Lan, 68, was found guilty of stealing $12 billion from Saigon Joint Stock Commercial Bank (SCB), which she secretly controlled by holding 91.5 percent of its shares through shell companies and associates.

From 2012 to 2022, she orchestrated fake loan applications that allowed her to siphon 93 percent of the bank’s total credit, causing tens of thousands of people who invested their savings in the institution to lose their money.

Prosecutors estimated the total damages at $27 billion, about six percent of Vietnam’s GDP in 2023, the Guardian added.

After her arrest in October 2022, a run on SCB forced Vietnam’s central bank to inject $24 billion of “special loans” into the bank to rescue it.

Lan carried out the scheme by installing trusted co-conspirators in top positions at SCB, including family members while bribing regulators and manipulating the bank’s internal systems.

She was tried alongside 85 co-defendants, among them SCB executives and government officials.

During her appeal, she offered 1,500 properties to reimburse losses, but the court ruled it could not assess their value.

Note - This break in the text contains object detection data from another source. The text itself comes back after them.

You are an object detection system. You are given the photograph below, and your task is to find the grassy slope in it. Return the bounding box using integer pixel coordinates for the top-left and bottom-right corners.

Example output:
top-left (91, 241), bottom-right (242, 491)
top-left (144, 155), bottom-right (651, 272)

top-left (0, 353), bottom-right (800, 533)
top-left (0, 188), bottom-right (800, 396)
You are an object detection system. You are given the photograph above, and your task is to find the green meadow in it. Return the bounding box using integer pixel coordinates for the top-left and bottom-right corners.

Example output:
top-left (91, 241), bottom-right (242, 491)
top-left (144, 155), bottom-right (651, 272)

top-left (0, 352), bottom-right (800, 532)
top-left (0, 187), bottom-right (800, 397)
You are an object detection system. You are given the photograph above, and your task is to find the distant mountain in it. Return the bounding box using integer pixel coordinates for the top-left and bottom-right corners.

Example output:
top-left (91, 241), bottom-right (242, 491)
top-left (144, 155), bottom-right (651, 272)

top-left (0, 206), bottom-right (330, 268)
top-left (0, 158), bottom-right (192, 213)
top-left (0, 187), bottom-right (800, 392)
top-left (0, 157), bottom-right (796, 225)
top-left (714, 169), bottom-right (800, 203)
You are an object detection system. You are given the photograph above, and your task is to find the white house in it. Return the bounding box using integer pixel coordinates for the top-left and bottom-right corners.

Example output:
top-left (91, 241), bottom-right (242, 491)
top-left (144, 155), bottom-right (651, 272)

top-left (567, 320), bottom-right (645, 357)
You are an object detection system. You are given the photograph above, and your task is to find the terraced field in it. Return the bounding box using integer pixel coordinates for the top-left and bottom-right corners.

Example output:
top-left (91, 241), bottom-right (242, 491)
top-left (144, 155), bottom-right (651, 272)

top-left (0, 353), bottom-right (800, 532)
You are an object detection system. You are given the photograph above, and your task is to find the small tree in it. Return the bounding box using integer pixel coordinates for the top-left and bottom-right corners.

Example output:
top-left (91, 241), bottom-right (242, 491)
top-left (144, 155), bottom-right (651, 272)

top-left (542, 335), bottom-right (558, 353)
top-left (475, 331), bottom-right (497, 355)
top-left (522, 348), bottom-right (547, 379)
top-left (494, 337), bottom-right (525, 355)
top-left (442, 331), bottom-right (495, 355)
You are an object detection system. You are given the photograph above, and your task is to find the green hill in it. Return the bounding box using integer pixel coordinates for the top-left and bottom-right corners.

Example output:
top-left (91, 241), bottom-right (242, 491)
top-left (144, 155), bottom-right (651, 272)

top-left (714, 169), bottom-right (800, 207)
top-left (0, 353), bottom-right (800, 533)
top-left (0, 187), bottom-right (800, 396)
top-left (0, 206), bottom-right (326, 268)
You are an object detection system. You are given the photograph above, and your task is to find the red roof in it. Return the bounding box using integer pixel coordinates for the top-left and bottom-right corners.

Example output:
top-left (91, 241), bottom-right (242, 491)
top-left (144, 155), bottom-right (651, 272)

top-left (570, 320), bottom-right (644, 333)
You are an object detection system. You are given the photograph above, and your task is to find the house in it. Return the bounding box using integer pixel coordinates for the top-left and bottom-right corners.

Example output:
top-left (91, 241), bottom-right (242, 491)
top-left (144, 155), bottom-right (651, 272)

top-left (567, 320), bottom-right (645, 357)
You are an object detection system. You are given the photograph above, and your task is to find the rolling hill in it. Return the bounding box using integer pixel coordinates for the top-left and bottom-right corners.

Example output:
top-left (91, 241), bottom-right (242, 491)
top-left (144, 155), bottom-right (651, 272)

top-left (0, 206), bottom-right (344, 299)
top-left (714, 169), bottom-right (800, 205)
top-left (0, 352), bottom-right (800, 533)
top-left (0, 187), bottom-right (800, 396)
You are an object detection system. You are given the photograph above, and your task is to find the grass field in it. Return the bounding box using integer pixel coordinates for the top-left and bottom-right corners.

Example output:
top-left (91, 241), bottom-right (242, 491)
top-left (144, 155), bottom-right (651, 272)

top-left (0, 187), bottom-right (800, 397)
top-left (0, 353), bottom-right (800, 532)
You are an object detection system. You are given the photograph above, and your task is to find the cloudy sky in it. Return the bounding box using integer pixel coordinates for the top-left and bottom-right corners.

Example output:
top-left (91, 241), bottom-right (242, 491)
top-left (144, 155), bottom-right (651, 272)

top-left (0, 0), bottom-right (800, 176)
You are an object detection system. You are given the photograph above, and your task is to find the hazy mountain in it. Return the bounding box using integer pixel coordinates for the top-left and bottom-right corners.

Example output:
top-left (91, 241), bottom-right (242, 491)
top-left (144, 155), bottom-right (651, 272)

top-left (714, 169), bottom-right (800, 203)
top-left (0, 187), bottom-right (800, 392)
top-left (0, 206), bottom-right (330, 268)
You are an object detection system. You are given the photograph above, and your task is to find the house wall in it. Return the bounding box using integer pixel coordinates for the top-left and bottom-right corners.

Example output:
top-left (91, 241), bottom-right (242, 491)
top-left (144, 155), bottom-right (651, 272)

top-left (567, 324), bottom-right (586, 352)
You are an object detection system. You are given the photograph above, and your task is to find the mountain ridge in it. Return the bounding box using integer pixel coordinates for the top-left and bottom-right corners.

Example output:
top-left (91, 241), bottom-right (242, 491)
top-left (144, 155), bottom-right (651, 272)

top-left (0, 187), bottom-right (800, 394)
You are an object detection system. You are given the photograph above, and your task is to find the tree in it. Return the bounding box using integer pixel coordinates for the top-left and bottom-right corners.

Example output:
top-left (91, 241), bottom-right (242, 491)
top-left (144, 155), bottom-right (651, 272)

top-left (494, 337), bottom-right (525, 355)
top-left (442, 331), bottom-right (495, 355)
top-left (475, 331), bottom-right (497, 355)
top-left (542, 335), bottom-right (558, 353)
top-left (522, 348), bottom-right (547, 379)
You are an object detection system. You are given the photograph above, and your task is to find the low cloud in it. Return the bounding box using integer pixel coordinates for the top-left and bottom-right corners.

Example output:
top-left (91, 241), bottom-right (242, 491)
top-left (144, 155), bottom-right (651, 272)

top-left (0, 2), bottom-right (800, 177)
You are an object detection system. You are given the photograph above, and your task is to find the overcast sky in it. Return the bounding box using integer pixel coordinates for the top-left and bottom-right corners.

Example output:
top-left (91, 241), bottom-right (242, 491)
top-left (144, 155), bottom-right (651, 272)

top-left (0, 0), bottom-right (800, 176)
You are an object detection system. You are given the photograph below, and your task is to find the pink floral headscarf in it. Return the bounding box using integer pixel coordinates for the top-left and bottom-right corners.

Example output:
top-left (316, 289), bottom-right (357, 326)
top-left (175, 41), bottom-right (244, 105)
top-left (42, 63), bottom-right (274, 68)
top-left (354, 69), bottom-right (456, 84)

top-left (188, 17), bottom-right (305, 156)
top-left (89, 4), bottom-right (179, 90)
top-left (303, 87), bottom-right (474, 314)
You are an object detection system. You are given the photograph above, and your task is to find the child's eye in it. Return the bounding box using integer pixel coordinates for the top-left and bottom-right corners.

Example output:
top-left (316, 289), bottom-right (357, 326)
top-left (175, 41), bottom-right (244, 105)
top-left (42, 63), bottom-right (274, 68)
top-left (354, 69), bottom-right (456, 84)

Judges rejected her appeal, citing the massive scale of her crimes and the grave consequences for the economy as reasons to uphold her death sentence.

Even so, Vietnamese law allows Lan to reduce her death sentence to life imprisonment if she repays at least three-quarters of the stolen funds.

In a separate trial in October, Lan was sentenced to life imprisonment for fraudulently issuing $1.2 billion in bonds, primarily to SCB customers.

Lan’s prosecution is part of Vietnam’s “Blazing Furnace” anti-corruption campaign, which has targeted thousands of high-profile figures in recent years.

Vietnam carried out at least 122 executions in 2023, primarily for drug-related offenses, although officials do not make all of the statistics on the use of capital punishment publicly available.